Promoting freedom, truth and reconciliation
The Nelson Mandela Lecture series is jointly presented by the Bob Hawke Prime Ministerial Centre and the School of Law at the University of South Australia. The series was established in 2008 to honour Nelson Mandela, the Hawke Centre's first International Patron (2001-2013).
The purpose of this lecture series is to promote the fundamental rights and freedoms of individuals and the value of truth and reconciliation in life and public affairs. The ideal of justice for common humanity underpins all the lectures presented.
2017 UniSA Nelson Mandela Lecture
Delivered by the Hon Michael Kirby AC CMG,
In Conversation with Geoffrey Robertson QC
Wednesday 4 October, 6.00pm
Adelaide Town Hall
Geraldine Cox AM
Geraldine Cox is often described as an Aussie living legend. This fierce and determined woman gave up a life of excess and luxury to live in Cambodia and look after some of the poorest people on the planet. Geraldine highlights that community development with a focus on education and health is the only way to truly enable some of the poorest people in the world to create a tangible, lasting, wealth of a different kind.

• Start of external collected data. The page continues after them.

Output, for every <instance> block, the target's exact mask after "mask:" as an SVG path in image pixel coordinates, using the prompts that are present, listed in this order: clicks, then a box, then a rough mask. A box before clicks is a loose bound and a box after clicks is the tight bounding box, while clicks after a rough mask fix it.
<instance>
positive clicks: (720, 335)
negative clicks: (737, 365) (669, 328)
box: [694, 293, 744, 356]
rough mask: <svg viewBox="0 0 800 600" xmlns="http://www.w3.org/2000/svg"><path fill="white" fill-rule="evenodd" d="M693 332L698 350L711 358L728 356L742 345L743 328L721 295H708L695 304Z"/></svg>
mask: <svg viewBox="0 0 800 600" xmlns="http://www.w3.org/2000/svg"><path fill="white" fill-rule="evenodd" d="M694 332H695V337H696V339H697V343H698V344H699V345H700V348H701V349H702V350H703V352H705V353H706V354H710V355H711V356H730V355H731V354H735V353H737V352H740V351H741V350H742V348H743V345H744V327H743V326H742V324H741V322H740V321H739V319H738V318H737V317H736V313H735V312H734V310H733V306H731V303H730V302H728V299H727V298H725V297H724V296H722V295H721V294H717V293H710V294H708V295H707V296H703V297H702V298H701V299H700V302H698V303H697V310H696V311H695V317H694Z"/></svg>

Professor Hilary Charlesworth
A number of governments, including Australia’s, have proposed the revocation of citizenship as a means to deter engagement in terrorism. This lecture will consider the political and legal context of these proposals and discuss their compatibility with international human rights standards.
Nelson Mandela once remarked "If you want to make peace with your enemy, you have to work with your enemy. Then he becomes your partner”. How do communities put aside what is considered to be intractable violence and instead commit to peace and stability? Former Irish President, Mary McAleese, discussed the ongoing Irish peace process, in conversation with political journalist and commentator journalist, Annabel Crabb.
Professor Eyal Weizman
From the rubble of Gaza to the destroyed villages of Darfur, and from the scorched earth of the Guatemalan highlands to the satellite surveillance of nuclear sites in Iran, Professor Weizman argued, architecture and its ruins are the vehicle for understanding and communicating the meaning of contemporary and recent affairs.
Dr Ashis Nandy
In his address Dr Nandy challenged Western-inspired cultural correctness. He shared ideas about diverse communities living together through an ‘alternative cosmopolitanism’, where there is ongoing stability, but not the necessity to pretend to ‘love’ one another.
Unity Dow examined how dominant cultures claim the right to define the norm, and consequently define what is abnormal or aberrant. She considered how Western culture had undermined African culture - urging Africa to not readily accept a view as valid just because the West offers it.
Dr Musimbi Kanyoro
Presenting the inaugural Nelson Mandela lecture, Dr Musimbi Kanyoro described how contemporary globalisation involves stark contrasts, with great gaps between the powerful and powerless. She outlined her vision of an ethical approach to globalisation, one that applies a human rights framework.